Przewodnicząca KRRiT nie chciała się wypowiadać w sprawie listu otwartego. Dodała, że nie wie, o co chodzi Kowalskiemu. Przypomniała, że zastrzeżenia do rady nadzorczej miała nie tylko ona, ale także minister Skarbu Państwa, który nie udzielił jej absolutorium za 2004 r.

Chodzi m.in. o artykuł w czerwcowej "Trybunie", gdzie Waniek powiedziała, iż osobą odpowiedzialną za wysokie stawki dla producentów zewnętrznych i działania zarządu odpowiedzialny jest właśnie Kowalski i sekretarz RN TVP Adam Pawłowicz.

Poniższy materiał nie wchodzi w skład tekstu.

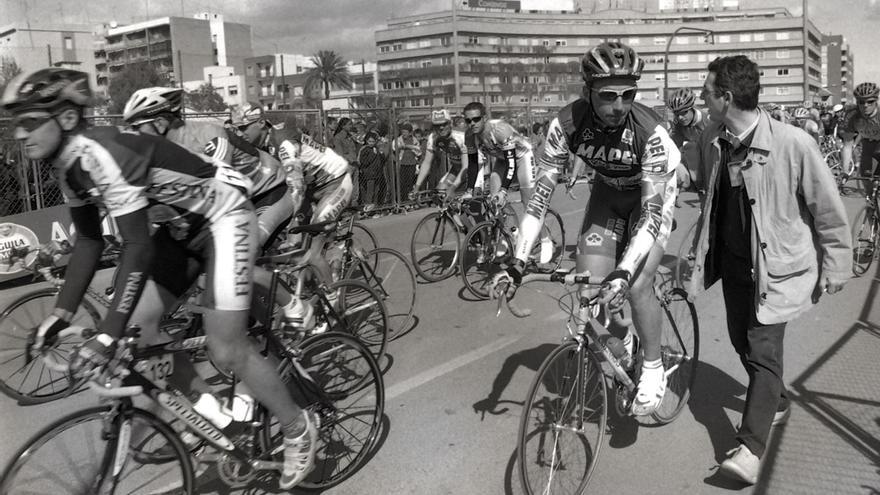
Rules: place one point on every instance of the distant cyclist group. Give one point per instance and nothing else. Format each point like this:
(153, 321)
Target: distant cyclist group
(195, 199)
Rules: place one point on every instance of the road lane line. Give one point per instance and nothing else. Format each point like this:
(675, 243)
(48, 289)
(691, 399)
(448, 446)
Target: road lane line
(447, 367)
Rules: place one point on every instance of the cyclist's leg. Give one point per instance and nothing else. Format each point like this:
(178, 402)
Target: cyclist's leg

Konflikt między radą nadzorczą, a KRRiT trwa od czasu zawieszenia wiceprezesa ds. programowych Ryszarda Pacławskiego i podjęcia pracy w TVP3 przez ówczesnego szefa RN TVP Marka Ostrowskiego. Według KRRiT, w ten sposób wygasł mandat Ostrowskiego w radzie nadzorczej i dlatego, Krajowa Rada powołała w jego miejsce nowego członka RN TVP - Krzysztofa Czeszejko-Sochackiego. Decyzję KRRiT Rada Nadzorcza TVP uznała za nieważną. Teraz spór przeniósł się do sądu.